Jutland 100-The Rules of The Game

On the 100th anniversary of Jutland, World War I’s largest naval battle, I should talk about one of the longest and most influential books I’ve read, which happens to feature the battle considerably. That book is Andrew Gordon’s The Rules of The Game.

It was one of the first real deep, scholarly military history books I obtained. The book, which I saw as incredible upon my first, long-ago readings of it, has faded somewhat. In terms of describing the battle itself and the history of the Royal Navy, it’s still amazing.

But in terms of analyzing the history, it falls short.

The book describes not just the fleets, but also the personalities. The reader hears about John Jellicoe, the cautious yet respected commander of the Grand Fleet and David Beatty, the brash, ambitious, not-so-respected battlecruiser commander. Another far more unknown but pivotal figure is Hugh Evan-Thomas, an organization man put in charge of the four most modern Queen Elizabeth battleships of the fleet.

Gordon covers the battle until the moment where Evan-Thomas continues to sail towards the German fleet because he did not receive a signal, and then shifts to the 19th century, from the development of steam engines, increased signalling, the romanticization of central control, and the effort by George Tryon to reform it, cut short by his death in the HMS Victoria disaster.

After going up to World War I proper, it returns to May 31st, 1916, and ends with the post-engagement (and postwar) recriminations. The attention to detail Gordon has is incredible. So why have I (slightly) soured on it?

The answer can be summarized in one sentence. It’s too Pentagon Reformer.

  • Gordon shows a fatalistic view of communications technology, stating that it will always be pushed past its limits.

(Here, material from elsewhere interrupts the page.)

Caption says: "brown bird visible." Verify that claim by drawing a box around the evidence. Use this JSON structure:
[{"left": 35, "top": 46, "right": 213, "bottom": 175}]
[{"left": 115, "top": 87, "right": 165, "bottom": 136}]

While true, this is a glass-half-empty view of it, the reverse being that said limits themselves keep expanding.
  • The love of the “dashing maverick” hurts his view. Gordon seems to be reluctant to acknowledge the big picture-that fleet engagements were a luxury compared to the blockade, and that said blockade worked-the RN knew how to do it, and did it well. While he acknowledges it, it seems to be with gritted teeth.
  • Said “dashing maverick” also makes him one of a very few historians who hold David Beatty highly. What it amounts to is “Well, yes, Beatty was an egomaniac, yes he botched his deployment so that his best ships were in the back, with fatal consequences, yes he failed to do his job as a high-end scout, but hey, he understood initiative more than Jellicoe. This isn’t convincing.

 

Finally, the biggest problem with analysis (as opposed to presentation), is that it’s working off a sample size of one. This is not Gordon’s fault, this was the nature of WWI at sea. But even the most experienced forces can stumble, and so making a grand narrative of decline based on one single incident, no matter how big, is flawed. If the British had declined from Nelsonic initiative to centralization and then smashed the German fleet anyway, a hypothetical Andrew Gordon’s account would sound less like a chronicle of decline and more like the Reformer post-Gulf War “But you didn’t hit any Scud launchers” sour grapes screeds.

If the reader can keep these caveats in mind, The Rules of The Game is still a fantastic book.